We quickly ran into (and fixed) build issues with the GSSAPI and Kerberos code. We also corrected some inappropriate direct dependencies on Kerberos (where the GSSAPI abstraction wasn't used). In talking with others at the LAD conference last month, though, we confirmed nagging fears of more issues lurking under the surface. I want to find and fix these bugs so we can move on with our GSSAPI-dependent implementation. I suspect others here want working Kerberos support.
I've written a "null" (pass-through) GSSAPI mechanism whose sole purpose is to help us test the GSSAPI code paths. I'm currently working on getting Lustre up and running with GSSAPI enabled, keyring support enabled, but using only the null mechanism to pass traffic through with no authentication or encryption.
Perhaps now is a good time for others on the list to share what experiences they've had with this code and where they've run into issues. Then maybe we can identify bugs, file them, and get to work on fixing them.
So far, a few Kerberos/GSS patches have been submitted to the Lustre Gerrit repository:
- LU-4113 gss: uncatched error in gss_svc_upcall (fixed in Lustre 2.6.0)
- LU-4085 build: gss/krb5 is disabled (fixed in Lustre 2.6.0)
- LU-4012 gss: upcall fails due to removed calls (fixed in Lustre 2.6.0)

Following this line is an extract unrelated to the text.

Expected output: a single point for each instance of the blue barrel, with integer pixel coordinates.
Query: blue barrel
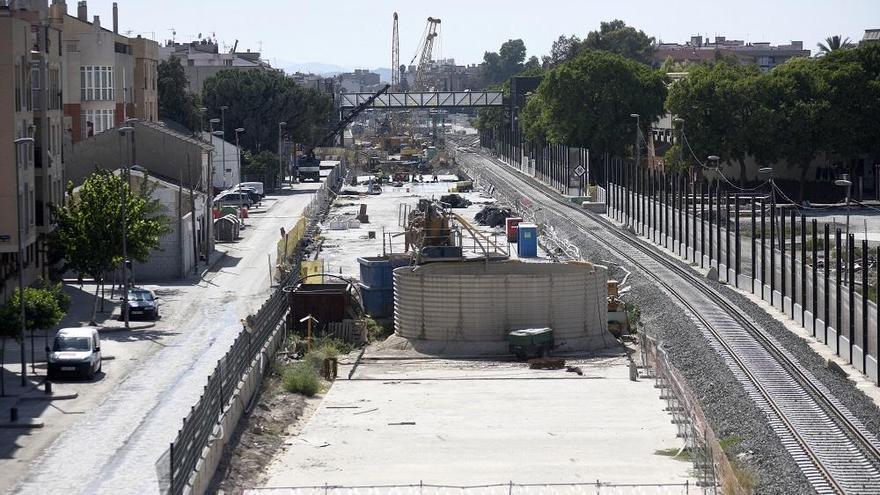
(527, 240)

- LU-3778 GSS doesn't know about proxy subsystems (open)
- LU-6020 Bugfixes for GSS/Kerberos (open)
If you are interested to contribute to Lustre Kerberos, please see:
Note that while the majority of the Lustre code is tested for every patch that is submitted (8h or so per patch) the Kerberos code is NOT currently in the automated environment. It would be great if people with an understanding of Kerberos could look at the test scripts in lustre/tests/sanity-sec.sh and lustre/tests/sanity-gss.sh to see what needs to be done to get them working. Having those tests working would ensure that the Lustre Kerberos code would avoid breakage in the future.